Translator | Li Rui
Reviewer | Sun Shujuan
Optimal transportation originated from economics and is now developed as a tool for how to best allocate resources. The origins of optimal transportation theory can be traced back to 1781, when French scientist Gaspard Monge studied a method of purportedly "moving the earth" and building fortifications for Napoleon's army. Overall, optimal transportation is the problem of how to move all resources (such as iron ore) from a set of starting points (mines) to a set of end points (steel plants) while minimizing the total distance the resources must travel. Mathematically, the researchers wanted to find a function that maps each origin to a destination while minimizing the total distance between the origin and its corresponding destination. Despite its innocuous description, progress on the original conception of the problem, known as Munger's conception, stalled for nearly 200 years.
In the 1940s, Soviet mathematician Leonid Kantorovich adapted the formulation of the problem into a modern version, now known as Monge Kantorov's theory, which was the first step toward a solution. The novelty here is allowing some iron ore from the same mine to be supplied to different steel plants. For example, 60% of the iron ore from a mine can be provided to a steel plant, while the remaining 40% of the iron ore from the mine can be provided to another steel plant. Mathematically, this is no longer a function, as the same origin now maps to potentially multiple destinations. In contrast, this is known as the coupling between the origin distribution and the destination distribution, as shown in the figure below; selecting a mine from the blue distribution (origin) and moving vertically along the figure shows where the iron ore is sent Distribution of steel plants (destination).

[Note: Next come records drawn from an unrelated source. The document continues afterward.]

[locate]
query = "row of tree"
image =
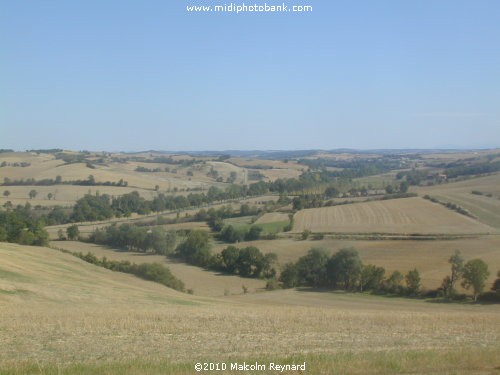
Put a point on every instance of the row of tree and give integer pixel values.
(344, 270)
(133, 238)
(156, 272)
(21, 226)
(90, 181)
(247, 262)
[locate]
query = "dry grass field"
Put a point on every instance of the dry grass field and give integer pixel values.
(62, 311)
(404, 216)
(485, 208)
(202, 282)
(272, 217)
(429, 257)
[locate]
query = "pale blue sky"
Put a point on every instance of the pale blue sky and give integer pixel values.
(135, 75)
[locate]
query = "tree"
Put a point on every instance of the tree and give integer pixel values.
(32, 194)
(305, 234)
(230, 257)
(371, 277)
(331, 192)
(253, 233)
(393, 283)
(457, 267)
(475, 274)
(250, 262)
(403, 186)
(73, 232)
(496, 284)
(344, 269)
(196, 248)
(289, 276)
(60, 235)
(413, 281)
(311, 268)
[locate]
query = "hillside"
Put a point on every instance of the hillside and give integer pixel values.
(62, 310)
(405, 216)
(41, 275)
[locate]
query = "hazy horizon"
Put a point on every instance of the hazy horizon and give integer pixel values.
(139, 76)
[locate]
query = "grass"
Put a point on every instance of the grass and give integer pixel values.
(429, 257)
(460, 361)
(245, 222)
(82, 319)
(486, 209)
(406, 216)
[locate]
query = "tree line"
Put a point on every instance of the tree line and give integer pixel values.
(246, 262)
(21, 226)
(344, 270)
(156, 272)
(90, 181)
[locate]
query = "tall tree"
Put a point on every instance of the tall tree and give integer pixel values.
(457, 268)
(344, 269)
(474, 276)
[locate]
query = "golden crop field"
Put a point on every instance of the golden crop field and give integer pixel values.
(429, 257)
(485, 208)
(404, 216)
(202, 282)
(272, 217)
(63, 311)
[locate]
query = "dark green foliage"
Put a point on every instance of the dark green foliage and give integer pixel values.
(195, 249)
(230, 256)
(457, 267)
(394, 284)
(250, 262)
(92, 208)
(149, 271)
(253, 233)
(344, 269)
(134, 238)
(412, 279)
(21, 226)
(289, 276)
(72, 232)
(371, 277)
(311, 268)
(475, 273)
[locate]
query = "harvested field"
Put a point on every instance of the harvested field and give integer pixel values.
(485, 208)
(272, 217)
(429, 257)
(62, 310)
(202, 282)
(404, 216)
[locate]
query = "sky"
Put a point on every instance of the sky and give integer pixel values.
(149, 75)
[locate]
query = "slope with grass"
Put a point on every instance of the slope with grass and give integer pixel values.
(63, 312)
(429, 257)
(201, 282)
(485, 206)
(403, 216)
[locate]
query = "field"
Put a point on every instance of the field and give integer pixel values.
(485, 208)
(403, 216)
(429, 257)
(269, 224)
(200, 281)
(63, 311)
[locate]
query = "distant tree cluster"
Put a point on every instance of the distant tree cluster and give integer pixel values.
(19, 225)
(344, 270)
(156, 272)
(247, 262)
(133, 238)
(15, 164)
(90, 181)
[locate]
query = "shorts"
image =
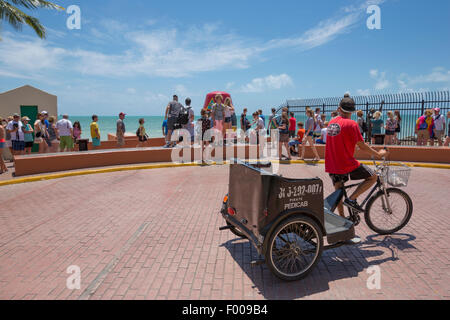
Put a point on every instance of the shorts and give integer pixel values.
(171, 122)
(423, 135)
(66, 142)
(294, 143)
(96, 142)
(29, 144)
(120, 141)
(142, 138)
(218, 124)
(284, 137)
(362, 173)
(18, 145)
(438, 134)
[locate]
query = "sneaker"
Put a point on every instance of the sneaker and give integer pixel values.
(354, 241)
(353, 205)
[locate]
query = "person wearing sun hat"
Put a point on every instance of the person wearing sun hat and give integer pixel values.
(121, 130)
(15, 128)
(343, 135)
(28, 135)
(439, 126)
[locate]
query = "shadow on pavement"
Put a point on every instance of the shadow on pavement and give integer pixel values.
(335, 264)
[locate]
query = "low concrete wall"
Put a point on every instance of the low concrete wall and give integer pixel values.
(35, 164)
(130, 142)
(397, 153)
(46, 163)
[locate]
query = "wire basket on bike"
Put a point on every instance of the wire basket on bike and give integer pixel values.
(398, 176)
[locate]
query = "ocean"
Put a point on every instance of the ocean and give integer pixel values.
(107, 124)
(153, 124)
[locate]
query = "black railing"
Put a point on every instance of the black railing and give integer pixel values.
(410, 105)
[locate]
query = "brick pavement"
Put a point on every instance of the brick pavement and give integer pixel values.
(153, 234)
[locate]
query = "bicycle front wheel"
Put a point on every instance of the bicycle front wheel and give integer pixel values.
(387, 215)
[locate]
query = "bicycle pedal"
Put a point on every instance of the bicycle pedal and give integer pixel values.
(256, 263)
(354, 241)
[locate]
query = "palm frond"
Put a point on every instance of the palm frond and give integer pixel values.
(17, 18)
(34, 4)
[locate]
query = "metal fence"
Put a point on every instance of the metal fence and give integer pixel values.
(410, 105)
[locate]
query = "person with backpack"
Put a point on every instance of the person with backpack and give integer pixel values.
(362, 124)
(245, 124)
(309, 135)
(284, 137)
(439, 130)
(187, 119)
(141, 133)
(173, 110)
(425, 128)
(120, 130)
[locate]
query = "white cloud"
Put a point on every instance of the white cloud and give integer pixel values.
(167, 52)
(268, 83)
(363, 92)
(29, 55)
(381, 82)
(438, 75)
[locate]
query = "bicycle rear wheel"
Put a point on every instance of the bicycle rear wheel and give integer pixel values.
(384, 221)
(294, 248)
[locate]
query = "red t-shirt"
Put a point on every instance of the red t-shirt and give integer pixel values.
(342, 136)
(292, 124)
(301, 134)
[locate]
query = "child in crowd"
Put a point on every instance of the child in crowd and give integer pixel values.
(52, 135)
(323, 134)
(298, 141)
(95, 132)
(76, 131)
(141, 133)
(391, 125)
(377, 125)
(3, 124)
(204, 125)
(28, 135)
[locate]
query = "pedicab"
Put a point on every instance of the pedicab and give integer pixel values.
(287, 220)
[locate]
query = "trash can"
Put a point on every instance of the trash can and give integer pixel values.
(83, 144)
(379, 139)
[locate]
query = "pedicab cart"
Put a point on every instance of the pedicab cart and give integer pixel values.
(284, 219)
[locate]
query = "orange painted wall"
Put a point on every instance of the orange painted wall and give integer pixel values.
(35, 164)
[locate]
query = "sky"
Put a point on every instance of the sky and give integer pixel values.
(133, 56)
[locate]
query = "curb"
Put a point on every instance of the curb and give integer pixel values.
(177, 165)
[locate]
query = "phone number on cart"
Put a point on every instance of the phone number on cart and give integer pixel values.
(246, 310)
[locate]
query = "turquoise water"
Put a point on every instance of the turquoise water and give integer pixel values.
(153, 124)
(107, 124)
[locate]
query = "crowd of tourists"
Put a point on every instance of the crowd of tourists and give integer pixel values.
(49, 135)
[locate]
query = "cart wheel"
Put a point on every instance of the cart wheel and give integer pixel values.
(384, 221)
(294, 248)
(236, 231)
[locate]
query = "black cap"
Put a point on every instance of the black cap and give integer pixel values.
(347, 104)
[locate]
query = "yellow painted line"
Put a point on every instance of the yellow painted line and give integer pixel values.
(177, 165)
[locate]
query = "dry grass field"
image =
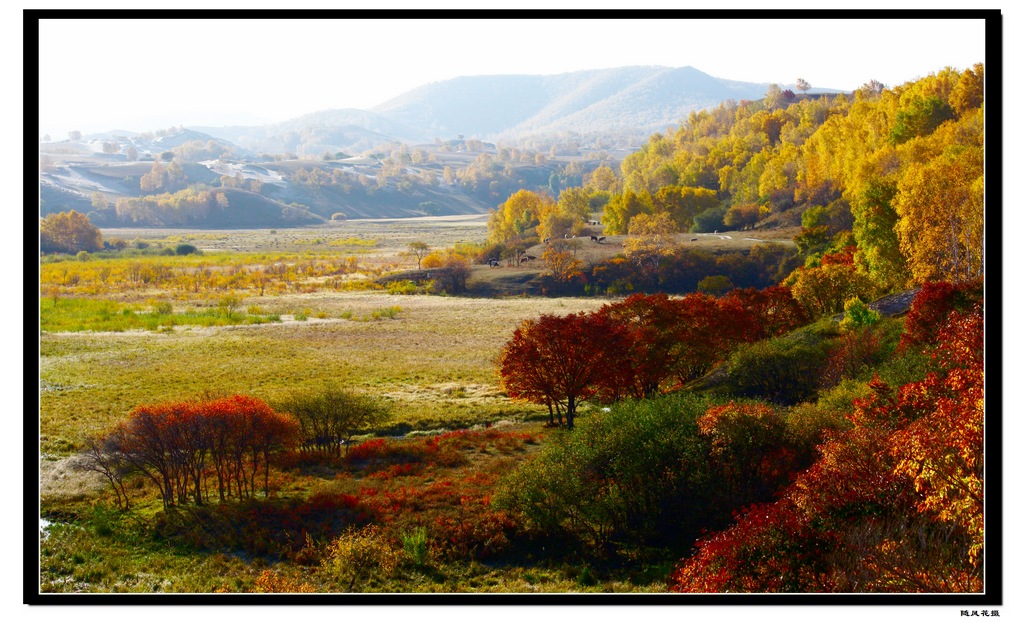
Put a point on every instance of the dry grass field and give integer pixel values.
(432, 357)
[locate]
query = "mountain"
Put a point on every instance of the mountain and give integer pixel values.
(439, 149)
(636, 100)
(641, 98)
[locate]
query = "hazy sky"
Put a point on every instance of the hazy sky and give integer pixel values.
(144, 75)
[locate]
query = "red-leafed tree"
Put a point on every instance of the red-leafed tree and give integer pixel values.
(173, 445)
(894, 504)
(654, 350)
(931, 308)
(559, 361)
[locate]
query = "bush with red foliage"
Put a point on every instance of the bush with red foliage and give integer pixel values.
(278, 527)
(932, 306)
(895, 504)
(179, 446)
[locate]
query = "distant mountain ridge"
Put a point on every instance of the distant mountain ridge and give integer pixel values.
(643, 98)
(509, 108)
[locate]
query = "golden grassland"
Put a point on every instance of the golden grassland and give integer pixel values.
(432, 357)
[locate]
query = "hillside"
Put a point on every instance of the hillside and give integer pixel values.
(635, 100)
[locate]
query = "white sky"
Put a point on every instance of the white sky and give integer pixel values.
(101, 75)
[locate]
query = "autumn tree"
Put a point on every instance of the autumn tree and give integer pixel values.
(742, 216)
(824, 289)
(941, 223)
(519, 212)
(559, 361)
(69, 233)
(562, 263)
(419, 250)
(329, 417)
(650, 238)
(654, 344)
(622, 209)
(879, 251)
(179, 446)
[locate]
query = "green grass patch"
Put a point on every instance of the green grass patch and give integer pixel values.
(76, 315)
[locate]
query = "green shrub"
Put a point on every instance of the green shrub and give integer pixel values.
(416, 546)
(783, 370)
(637, 474)
(857, 315)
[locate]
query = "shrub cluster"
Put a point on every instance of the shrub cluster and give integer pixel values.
(652, 472)
(181, 447)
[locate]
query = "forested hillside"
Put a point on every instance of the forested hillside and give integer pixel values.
(886, 184)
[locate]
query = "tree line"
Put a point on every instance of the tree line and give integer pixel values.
(636, 347)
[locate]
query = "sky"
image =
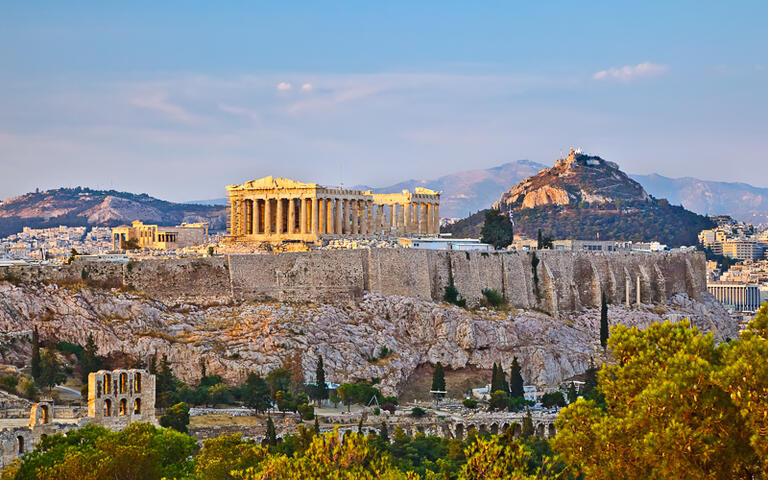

As part of this new development, Kantorivich introduced an important concept called the Wasserstein distance. Similar to the distance between two points on a map, the Wasserstein distance (also known as the bulldozer distance inspired by its original scenario) measures the distance between two distributions, such as the blue and magenta distributions in this case. If all iron mines are far from all iron plants, then the Wasserstein distance between the distribution (location) of mines and the distribution of steel plants will be large. Even with these new improvements, it's still unclear whether there really is a best way to transport iron ore resources, let alone which method. Finally, in the 1990s, the theory began to develop rapidly as improvements in mathematical analysis and optimization led to partial solutions to the problem. In the 21st century, optimal transportation began to spread to other fields, such as particle physics, fluid dynamics, and even statistics and machine learning.
With the explosion of new theories, optimal transportation has become the center of many new statistical and artificial intelligence algorithms over the past two decades. In almost every statistical algorithm, data are modeled, explicitly or implicitly, as having some underlying probability distribution. For example, if data on individual income are collected in different countries, there will be a probability distribution of that population's income in each country. If you wish to compare two countries based on the income distribution of their population, you need a way to measure the gap between the two distributions. This is exactly why optimizing transportation (especially Wasserstein distance) becomes so useful in data science. However, Wasserstein distance is not the only measure of the distance between two probability distributions. In fact, due to their connection to physics and information theory, the two options L-2 distance and Kullback-Leibler (KL) divergence have historically been more common. The main advantage of Wasserstein distance over these alternatives is that it takes into account both the values and their probabilities when calculating the distance, whereas L-2 distance and KL divergence only take into account probabilities. The image below shows an example of an artificial dataset on income for three fictional countries.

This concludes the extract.